In the case at bar, the appellee testified that he did not know of the dangers peculiar to silica dust until he secured medical advice, and that, upon being advised that it was dangerous, he thereupon abandoned that particular employment.

In 39 C.J., page 490, sec. 604, it is stated that, "The master's liability in respect of warning and instructing his servant depends upon his knowledge, actual or constructive, of the defect or danger to which his servant was exposed, and negligence cannot be imputed to him unless he knew, or ought, in the exercise of reasonable and ordinary care and diligence, to have known, that a warning was necessary. . . . Regarding the duty to warn employees of the hazards of the work, the master is charged with knowledge of the usual and ordinary dangers and hazards to which he is exposing his employees and is bound to know the normal condition of his premises, and to know of the nature of the constituents and general characteristics of the substances used in his business, so that he can give directions for the conduct thereof with ordinary safety to his servants performing the work with ordinary care; and particularly is the master chargeable with a knowledge of risks ascertainable *425 only through a knowledge of scientific facts which an uneducated man is not presumed to know; the doctrine that imputes this knowledge to the master is called the `assumption of skill,' and for the purpose of determining this knowledge the law has a standard which does not vary with the actual capacity of the particular master, and consequently, his ignorance is no excuse for a failure to warn; on the other hand it is not proper to make the question of excusing the master for not discovering latent defects turn on the point whether they were such as to deceive human judgment, and the master will not be held liable for a failure to warn where his opportunity for knowledge of a danger is no greater than that of the servant. A knowledge of conditions indicative of dangers as to which a warning should be given may be charged to the employer where similar occurrences have taken place, or where his foreman or other representative has knowledge of the facts.

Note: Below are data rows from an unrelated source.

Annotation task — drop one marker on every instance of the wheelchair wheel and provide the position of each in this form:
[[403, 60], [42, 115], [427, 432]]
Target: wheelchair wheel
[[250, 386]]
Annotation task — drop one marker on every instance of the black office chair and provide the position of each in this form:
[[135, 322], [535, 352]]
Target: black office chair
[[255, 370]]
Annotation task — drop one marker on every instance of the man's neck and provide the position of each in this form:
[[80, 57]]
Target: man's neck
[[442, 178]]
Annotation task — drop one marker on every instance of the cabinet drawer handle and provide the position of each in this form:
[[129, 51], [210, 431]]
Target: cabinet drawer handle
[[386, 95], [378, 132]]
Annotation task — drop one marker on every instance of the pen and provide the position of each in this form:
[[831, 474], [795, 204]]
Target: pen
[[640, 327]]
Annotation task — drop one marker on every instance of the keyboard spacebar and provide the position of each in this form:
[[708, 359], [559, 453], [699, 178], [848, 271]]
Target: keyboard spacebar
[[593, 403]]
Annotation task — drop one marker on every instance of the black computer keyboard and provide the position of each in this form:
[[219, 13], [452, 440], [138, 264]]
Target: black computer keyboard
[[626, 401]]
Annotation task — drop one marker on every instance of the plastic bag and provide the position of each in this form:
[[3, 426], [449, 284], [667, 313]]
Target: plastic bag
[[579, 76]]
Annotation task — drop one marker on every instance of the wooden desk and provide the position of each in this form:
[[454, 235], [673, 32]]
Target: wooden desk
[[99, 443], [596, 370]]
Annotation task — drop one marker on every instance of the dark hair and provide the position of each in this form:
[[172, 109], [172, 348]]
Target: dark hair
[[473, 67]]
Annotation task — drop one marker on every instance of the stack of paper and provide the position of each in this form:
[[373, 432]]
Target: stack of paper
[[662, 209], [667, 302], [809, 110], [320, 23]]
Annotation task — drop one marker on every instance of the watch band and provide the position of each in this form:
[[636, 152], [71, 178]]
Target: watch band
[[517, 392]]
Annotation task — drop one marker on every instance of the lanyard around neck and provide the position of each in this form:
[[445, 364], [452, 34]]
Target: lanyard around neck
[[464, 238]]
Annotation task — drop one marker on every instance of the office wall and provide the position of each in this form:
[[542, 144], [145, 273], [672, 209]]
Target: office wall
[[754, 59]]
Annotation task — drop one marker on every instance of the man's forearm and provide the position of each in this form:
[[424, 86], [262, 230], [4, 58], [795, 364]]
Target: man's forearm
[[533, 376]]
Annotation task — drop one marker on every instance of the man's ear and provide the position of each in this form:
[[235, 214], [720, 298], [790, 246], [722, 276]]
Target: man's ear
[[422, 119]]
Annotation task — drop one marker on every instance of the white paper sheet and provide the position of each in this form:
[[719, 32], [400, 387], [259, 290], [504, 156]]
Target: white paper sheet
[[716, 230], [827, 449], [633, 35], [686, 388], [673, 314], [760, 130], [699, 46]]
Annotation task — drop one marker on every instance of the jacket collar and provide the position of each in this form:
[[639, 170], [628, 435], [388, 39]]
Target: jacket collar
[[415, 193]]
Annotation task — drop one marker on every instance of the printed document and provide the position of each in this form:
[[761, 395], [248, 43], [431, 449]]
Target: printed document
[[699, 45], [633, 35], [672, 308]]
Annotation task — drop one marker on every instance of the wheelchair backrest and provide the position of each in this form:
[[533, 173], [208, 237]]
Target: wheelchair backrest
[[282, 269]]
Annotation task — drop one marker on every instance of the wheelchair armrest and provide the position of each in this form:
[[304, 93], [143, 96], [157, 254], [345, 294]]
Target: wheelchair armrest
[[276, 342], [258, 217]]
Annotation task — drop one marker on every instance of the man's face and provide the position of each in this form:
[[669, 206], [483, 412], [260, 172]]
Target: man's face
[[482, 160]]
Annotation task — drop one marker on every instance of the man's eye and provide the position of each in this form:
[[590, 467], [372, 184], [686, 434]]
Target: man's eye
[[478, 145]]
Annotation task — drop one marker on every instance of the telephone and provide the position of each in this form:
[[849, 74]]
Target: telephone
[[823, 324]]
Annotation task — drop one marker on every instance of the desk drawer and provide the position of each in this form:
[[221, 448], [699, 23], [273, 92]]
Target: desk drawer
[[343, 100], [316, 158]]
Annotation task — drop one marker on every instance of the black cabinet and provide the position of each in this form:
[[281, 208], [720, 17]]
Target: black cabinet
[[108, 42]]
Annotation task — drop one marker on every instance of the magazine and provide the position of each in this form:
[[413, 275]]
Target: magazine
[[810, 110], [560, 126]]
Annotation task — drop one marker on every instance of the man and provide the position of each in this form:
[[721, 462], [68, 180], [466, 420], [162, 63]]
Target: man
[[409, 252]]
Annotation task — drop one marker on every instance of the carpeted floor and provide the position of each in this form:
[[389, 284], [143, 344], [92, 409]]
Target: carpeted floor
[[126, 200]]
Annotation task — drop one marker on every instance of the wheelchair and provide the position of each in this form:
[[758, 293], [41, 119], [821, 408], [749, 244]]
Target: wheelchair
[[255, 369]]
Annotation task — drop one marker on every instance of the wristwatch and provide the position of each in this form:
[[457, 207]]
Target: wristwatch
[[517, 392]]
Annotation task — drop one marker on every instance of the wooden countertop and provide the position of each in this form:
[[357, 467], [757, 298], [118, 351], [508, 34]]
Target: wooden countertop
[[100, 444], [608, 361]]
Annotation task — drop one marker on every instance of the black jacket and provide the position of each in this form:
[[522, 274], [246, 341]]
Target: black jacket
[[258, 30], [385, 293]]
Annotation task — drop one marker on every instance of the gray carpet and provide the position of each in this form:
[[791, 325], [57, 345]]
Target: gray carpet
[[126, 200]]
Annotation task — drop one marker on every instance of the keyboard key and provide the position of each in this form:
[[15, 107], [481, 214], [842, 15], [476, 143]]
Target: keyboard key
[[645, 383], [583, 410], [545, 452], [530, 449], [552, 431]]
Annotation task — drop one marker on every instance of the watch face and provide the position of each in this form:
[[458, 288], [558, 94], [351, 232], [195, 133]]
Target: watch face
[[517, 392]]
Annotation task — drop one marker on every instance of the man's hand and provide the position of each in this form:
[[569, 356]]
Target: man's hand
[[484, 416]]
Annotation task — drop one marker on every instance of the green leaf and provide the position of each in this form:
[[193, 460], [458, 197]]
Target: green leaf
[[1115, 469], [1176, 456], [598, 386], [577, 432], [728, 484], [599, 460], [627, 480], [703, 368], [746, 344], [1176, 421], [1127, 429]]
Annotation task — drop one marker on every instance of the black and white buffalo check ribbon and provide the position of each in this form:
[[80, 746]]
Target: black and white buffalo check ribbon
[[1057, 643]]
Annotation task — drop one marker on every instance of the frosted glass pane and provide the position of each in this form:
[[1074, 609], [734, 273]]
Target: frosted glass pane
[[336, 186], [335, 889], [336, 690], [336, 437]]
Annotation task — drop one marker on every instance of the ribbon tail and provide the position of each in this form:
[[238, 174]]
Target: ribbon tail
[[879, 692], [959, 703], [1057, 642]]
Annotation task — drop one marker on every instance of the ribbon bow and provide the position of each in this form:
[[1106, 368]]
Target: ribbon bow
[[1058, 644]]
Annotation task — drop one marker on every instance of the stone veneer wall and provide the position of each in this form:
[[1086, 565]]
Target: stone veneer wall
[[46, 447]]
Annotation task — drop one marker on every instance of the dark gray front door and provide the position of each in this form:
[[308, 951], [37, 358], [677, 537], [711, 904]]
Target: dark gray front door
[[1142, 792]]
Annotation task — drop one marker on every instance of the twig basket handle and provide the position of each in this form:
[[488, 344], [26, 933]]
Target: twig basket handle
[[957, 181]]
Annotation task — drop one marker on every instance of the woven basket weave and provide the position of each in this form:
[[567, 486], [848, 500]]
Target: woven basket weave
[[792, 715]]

As to dangers arising merely from the manner in which servants perform their duty, amounting to transitory perils, the master is not chargeable with notice thereof, nor is he charged with knowledge of extraordinary risks and hazards so as to impose upon him the duty to warn his servant concerning them."

In 18 R.C.L., page 571, in discussing the subject, it is said, "But an obligation rests upon an employer to acquaint his employee with the dangers which can be ascertained by a knowledge of scientific principles governing substances and processes used in the employment, and to which in his ignorance, the employee will otherwise be subject." See Adams v. Grand Rapids Refrigerator Co., 160 Mich. 590, 125 N.W. 724, 27 L.R.A. (N.S.) 953, 136 Am. St. Rep. 454, 19 Ann. Cas. 1152; Cishowski v. Clayton Mfg. Co. et al., 105 Conn. 651, 136 A. 472; Harvey v. Welch, 86 N.H. 72, 163 A. 417. *426

These authorities and others cited impel us to hold that the master was under the duty to make reasonable inquiry as to the dangers incident to the operation of the machinery, and that such reasonable inquiry would have disclosed to the master the dangers to which the appellee in this case was exposed.

The medical testimony is ample to show the dangers, and the general recognition of such dangers in the medical profession, and that such dangers could have been easily ascertained. The public is interested in the preservation of health, and when others engage in business for profit which is dangerous to the health of its employees, reasonable care should be taken to minimize the dangers. Where simple devices may be obtained at a reasonable cost, the master should procure them for the protection of his employees. While the master does not have to use all the latest devices that may be obtainable, he should exercise care to make the place safe, using reasonable care as a standard.

In the case at bar, the jury was warranted in finding that there was negligence on the part of the master and in returning the verdict for the appellee. There is no complaint as to the amount of the verdict, and the only question for decision is whether the appellant should have had a peremptory instruction. We think the appellant was not entitled to such an instruction, and the judgment is affirmed.